Here’s what I, as a minister, as a pastor, do not want. I do not want the Humanists here to feel threatened. I do not want Christians to feel ostracized, Pagans to feel oppressed and the Mystics to feel ignored.
What all of this blogging and conversations among ministers says to me is that change is coming, yes, but not doctrine. Not creed. No formal test of your theology will ever be required for us to belong here.
To do so would be to turn our back on centuries of history.

What this change can mean is that we begin to refocus the practice of our open theology in ways that foster deep connection to our community and our expression of spirituality. It’s going to require work. It’s going to require a change from the consumer model of church, which is “what can the church do for me?,” or “How satisfied am I with what’s going on in church?”, to a new model, which might look like “What about my life gives it value?”, and “No, even though I’m a natural humanist with strong Buddhist leaning, I didn’t hear anything that ‘spoke’ to me today, does that mean I’m going to be focused only on my needs, or do I consider that someone else, maybe some in a green chair, or one of the pink ones, really heard something that their heart needed to hear today.” And then be truly glad in that?
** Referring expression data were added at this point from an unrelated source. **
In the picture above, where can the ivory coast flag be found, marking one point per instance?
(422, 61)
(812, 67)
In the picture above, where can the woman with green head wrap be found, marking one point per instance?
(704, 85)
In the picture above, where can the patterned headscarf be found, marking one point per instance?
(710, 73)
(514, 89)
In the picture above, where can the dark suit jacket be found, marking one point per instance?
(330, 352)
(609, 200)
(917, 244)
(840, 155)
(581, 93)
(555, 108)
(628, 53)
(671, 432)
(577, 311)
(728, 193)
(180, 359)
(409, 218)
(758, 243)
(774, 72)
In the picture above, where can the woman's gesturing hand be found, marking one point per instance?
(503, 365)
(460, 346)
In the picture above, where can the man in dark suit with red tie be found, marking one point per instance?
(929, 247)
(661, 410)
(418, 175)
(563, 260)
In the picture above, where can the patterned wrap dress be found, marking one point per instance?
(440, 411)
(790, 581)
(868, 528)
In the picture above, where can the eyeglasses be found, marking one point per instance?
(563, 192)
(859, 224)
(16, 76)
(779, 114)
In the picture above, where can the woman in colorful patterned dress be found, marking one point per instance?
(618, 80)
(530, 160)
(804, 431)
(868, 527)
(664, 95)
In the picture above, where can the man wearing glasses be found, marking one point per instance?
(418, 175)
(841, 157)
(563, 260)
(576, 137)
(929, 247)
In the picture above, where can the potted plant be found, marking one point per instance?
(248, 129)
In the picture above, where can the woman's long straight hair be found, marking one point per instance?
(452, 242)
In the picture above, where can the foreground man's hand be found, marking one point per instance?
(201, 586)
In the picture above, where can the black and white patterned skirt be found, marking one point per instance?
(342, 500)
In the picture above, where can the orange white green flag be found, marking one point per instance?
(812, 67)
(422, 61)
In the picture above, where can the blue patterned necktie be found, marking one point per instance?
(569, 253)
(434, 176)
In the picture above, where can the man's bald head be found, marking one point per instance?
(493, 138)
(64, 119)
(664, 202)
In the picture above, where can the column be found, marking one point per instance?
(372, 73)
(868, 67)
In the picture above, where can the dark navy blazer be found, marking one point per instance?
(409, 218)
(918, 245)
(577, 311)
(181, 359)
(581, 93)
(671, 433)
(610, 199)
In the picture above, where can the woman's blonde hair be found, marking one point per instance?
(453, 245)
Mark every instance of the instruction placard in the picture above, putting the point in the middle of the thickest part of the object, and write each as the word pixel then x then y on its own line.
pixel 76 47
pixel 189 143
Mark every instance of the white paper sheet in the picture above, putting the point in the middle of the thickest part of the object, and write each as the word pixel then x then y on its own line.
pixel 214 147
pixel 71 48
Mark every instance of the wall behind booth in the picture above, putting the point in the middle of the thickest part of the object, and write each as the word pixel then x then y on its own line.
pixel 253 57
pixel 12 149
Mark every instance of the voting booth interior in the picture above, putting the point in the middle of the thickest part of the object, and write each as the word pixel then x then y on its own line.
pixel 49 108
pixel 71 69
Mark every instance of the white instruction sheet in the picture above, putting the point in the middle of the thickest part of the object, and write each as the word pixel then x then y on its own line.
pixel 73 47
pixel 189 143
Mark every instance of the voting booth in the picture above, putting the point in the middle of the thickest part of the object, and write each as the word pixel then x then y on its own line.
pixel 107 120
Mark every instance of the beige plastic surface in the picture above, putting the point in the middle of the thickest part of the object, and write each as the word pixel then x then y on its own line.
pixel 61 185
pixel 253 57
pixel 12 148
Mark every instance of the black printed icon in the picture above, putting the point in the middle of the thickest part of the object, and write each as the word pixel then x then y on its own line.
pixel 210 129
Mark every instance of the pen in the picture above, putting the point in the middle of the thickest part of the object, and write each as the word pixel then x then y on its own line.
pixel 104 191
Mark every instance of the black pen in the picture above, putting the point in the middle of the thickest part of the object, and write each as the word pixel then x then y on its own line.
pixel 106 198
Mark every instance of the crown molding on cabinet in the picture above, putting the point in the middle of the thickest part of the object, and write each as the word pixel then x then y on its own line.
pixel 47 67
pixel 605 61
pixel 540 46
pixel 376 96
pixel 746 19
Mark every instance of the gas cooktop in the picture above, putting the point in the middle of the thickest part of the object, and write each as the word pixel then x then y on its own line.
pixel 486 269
Change is coming. It’s always coming. And for us, in our liberal religious tradition, that is one of the reasons we are here. The UCC churches have a national slogan they’ve been advertising “God is still speaking.” I love that. We might say it like this “The universe is ever revealing more of itself.”
And this change can be scary and good.

I knew a man, Wallace Rusterholtz, a dear friend of mine, who was excommunicated from the Unitarian Church of Erie Pennsylvania in 1930 because he admitted that he was a homosexual to the minister. I have a copy of the letter of excommunication. I gave the original to Boston to put in the UUA archives.
Don Goodloe was a Unitarian, a good man, who worked hard for the education of African Americans early in the 20th century. He graduated from my seminary, but no Unitarian church would even look at him because he was black.
We lift up our faith’s involvement in the Civil Rights movement of the 1960’s with great pride. True, there were more Unitarian Universalist ministers in Selma, then those of any other denomination, proportionally. But even that move was a change, and a frightening one at that. Two of our people died there. New to the faith, Viola Liuzzi, mother of 5, drove her white Chevy station wagon from Detroit to Alabama to become a driver, actively taking part in the now famous freedom rides. She was shot through her car window. Rev. James Reeb, upon leaving an integrated restaurant, was beaten with clubs, and died of head wounds. The Rev. Dr. Martin Luther King, Jr., gave his eulogy.

When Wallace came out in 1930, it was unthinkable that an openly gay person could be, for example, a minister. When Don graduated as a minister, it was unthinkable that a Negro could be a minister.
Through hard work, though, people in our own faith have re-shaped our own religion for the better. It has never been a direct, pardon the pun, straight line toward a City on the Hill though. There have been set backs along the way. But forward, we do march.
It is our faith that gets us, as a people, through such difficult topics as racism, homophobia, loss of job, loss of home and the death of a loved one. We come in from the rain, into Unitarian Universalist churches where we feel like we’ve found a home, and then we don’t want the home to change. Or we grow up here, and remember a favorite chair of a beloved parent, and we don’t want to let it go. But change we must.
James Luther Adams wrote ““Nothing is complete and thus nothing is exempt from criticism.” Nothing is complete. Change is part of life.
If 100 Monkeys can learn to wash potatoes, than 100,000 Unitarian Universalists can improve the lot of humanity. It will be harder work than dunking a sweet potato into a stream to remove the sand, but the results may be just as sweet.
A Prayer for Living in Tension.
If we have any hope of transforming the world and changing ourselves,
we must be:
bold enough to step into our discomfort,
brave enough to be clumsy there,
loving enough to forgive ourselves and others.

May we, as a people of faith, be granted the strength to be:
so bold,
so brave,
and so loving.

Many blessing to you on this, our shared journey.